Pesou, também, a própria personalidade da atriz, que tem interesses e formações diversas. Graduada em Literatura, ela passou por escolas de atuação como Macunaíma e Wolf Maya e, agora, estuda arquitetura, além de se dedicar à escrita e à fotografia. “Gosto de me desafiar e me interesso por processos investigativos de atuação. Este desejo de experimentação, de testar novas possibilidades, casou com esse argumento que eu já tinha escrito e que buscava o momento certo pra ser realizado”, contou.

Foi Bruna quem apresentou a ideia de A Filha do Caos para Posada, com quem já tinha trabalhado em outros projetos. O filme conta a história de Maria, uma atriz em crise que se prepara para interpretar Jocasta em uma montagem de Édipo Rei, a tragédia grega escrita por Sófocles. Certo dia, a caminho de um ensaio, ela se depara com uma mulher que carrega o filho morto. A partir deste encontro, Maria mergulha em uma série de questionamentos sobre o que é ser mulher, especialmente no que diz respeito à maternidade.

É um papel mais dramático e de maior protagonismo do que os vividos pela atriz recentemente. No ar com a novela Cara e Coragem, da TV Globo, ela também atuou na série Impuros (2019-2020), exibida pela Globoplay e Disney Star+, e no longa Eduardo e Mônica (2020), de René Sampaio. Em 2023, estará no elenco das séries How to Be a Carioca e Musa Música. “Desde que filmei Impuros, e após fazer algumas personagens mais leves e divertidas, fiquei com vontade de voltar a me experimentar em um papel mais denso”, afirmou.

Apesar de muitas atrizes começarem a produzir e a escrever para assegurar melhores oportunidades para si mesmas, Bruna afirma que este não foi um fator fundamental no caso de A Filha do Caos. “Claro que é um papel totalmente diferente daqueles para os quais sou escalada normalmente, mas a vontade inicial e mais profunda foi falar das angústias, desejos e inquietações dessa personagem”, afirmou. “Muitas de nós, mulheres, já fomos silenciadas em alguns momentos. Por mais que a gente lute, às vezes sinto dificuldade em ser ouvida. É preciso dar voz a essa e a muitas outras mulheres”, completou.
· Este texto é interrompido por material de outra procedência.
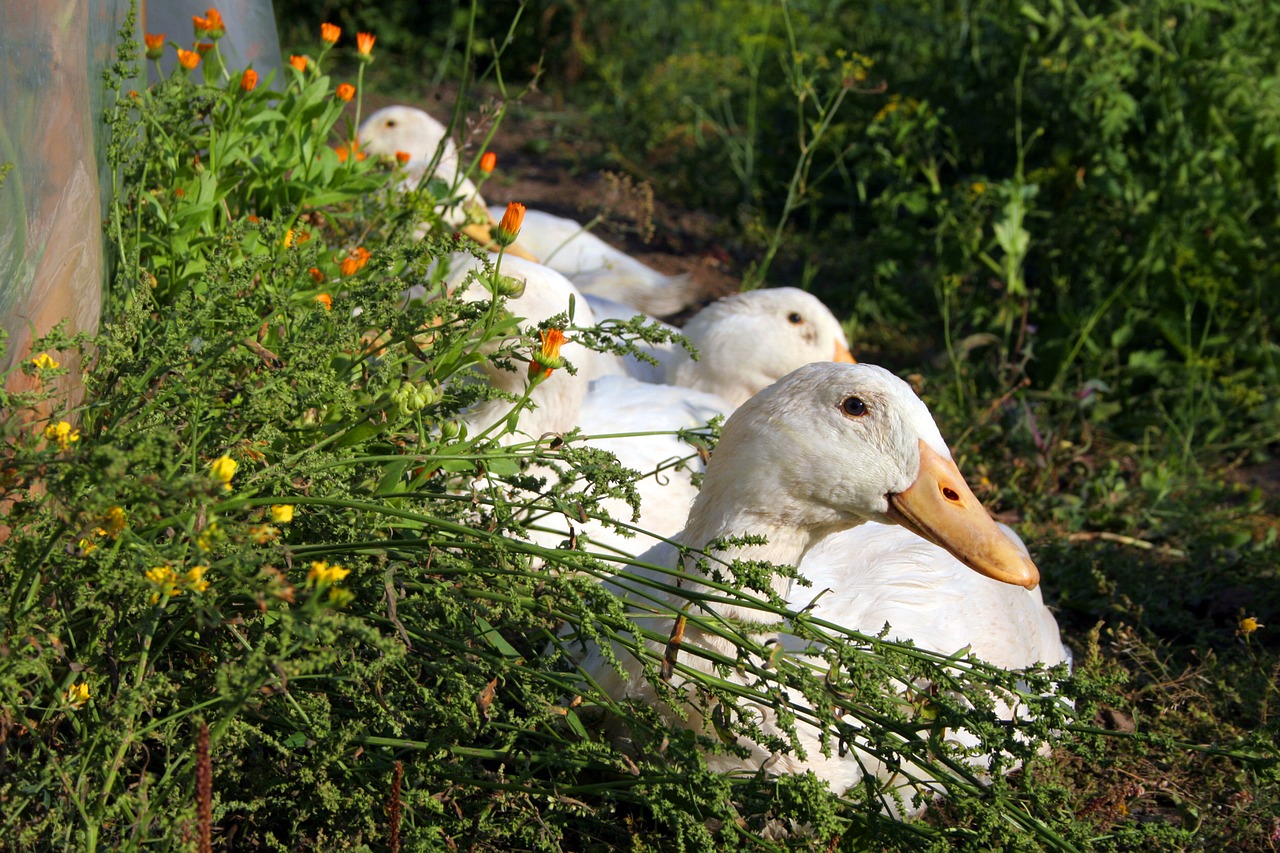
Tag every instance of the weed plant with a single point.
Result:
(266, 588)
Ainda sem previsão de estreia no circuito comercial, A Filha do Caos será exibido no Festival do Rio como parte da mostra Novos Rumos, dedicada a novos realizadores e novas linguagens da produção audiovisual brasileira. O longa é filmado em preto e branco e procura inspiração em uma estética neo-expressionista, enchendo as imagens de simbolismos. Da mesma forma, o trabalho de Bruna na direção de arte procurou objetos que repressentassem e traduzissem visualmente as principais ideais do filme. “É uma busca por expressar sentimentos e angústias para além das palavras e da narrativa clássica”, definiu. “Nosso roteiro indicava símbolos e imagens, e as locações e situações foram todas pensadas. Mas não tenho como tentar explicações verbais pra algumas coisas que só podem ser sentidas e interpretadas no momento em que se formam as cenas.”
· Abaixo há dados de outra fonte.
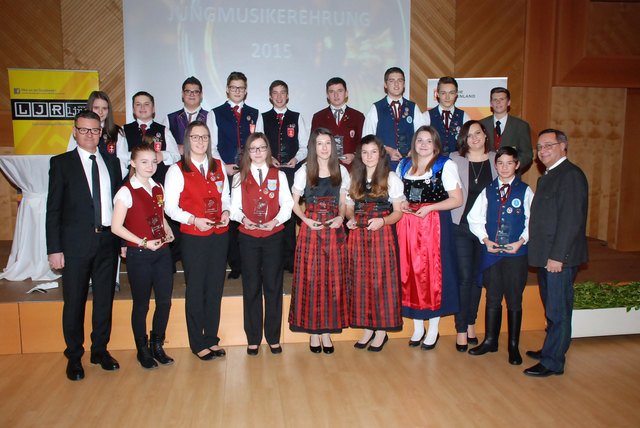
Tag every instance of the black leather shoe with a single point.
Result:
(378, 348)
(106, 361)
(75, 370)
(541, 371)
(275, 349)
(415, 343)
(426, 347)
(536, 355)
(359, 345)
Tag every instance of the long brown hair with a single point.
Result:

As filmagens foram feitas com equipe reduzida e a câmera foi operada pelo próprio diretor. Bruna está em cena quase o tempo todo, muitas vezes atuando sozinha ou falando direto à câmera. “Nosso desenho de produção contemplava poder testar, assistir, refletir, refilmar e fazer novos mergulhos. Tudo isso costuma ser impossível num processo padrão de filmagem com grandes equipes e um cronograma a cumprir”, explicou.

Para ela, a criação de um filme que foge ao naturalismo também tem a ver com os anos no teatro, onde o contato com a plateia é direto. “Existe um pacto entre o público e os atores que por vezes o cinema nos faz esquecer”, afirmou. “A verdade é que todos sabemos que é uma ficção. A imersão sempre está na mente do espectador.”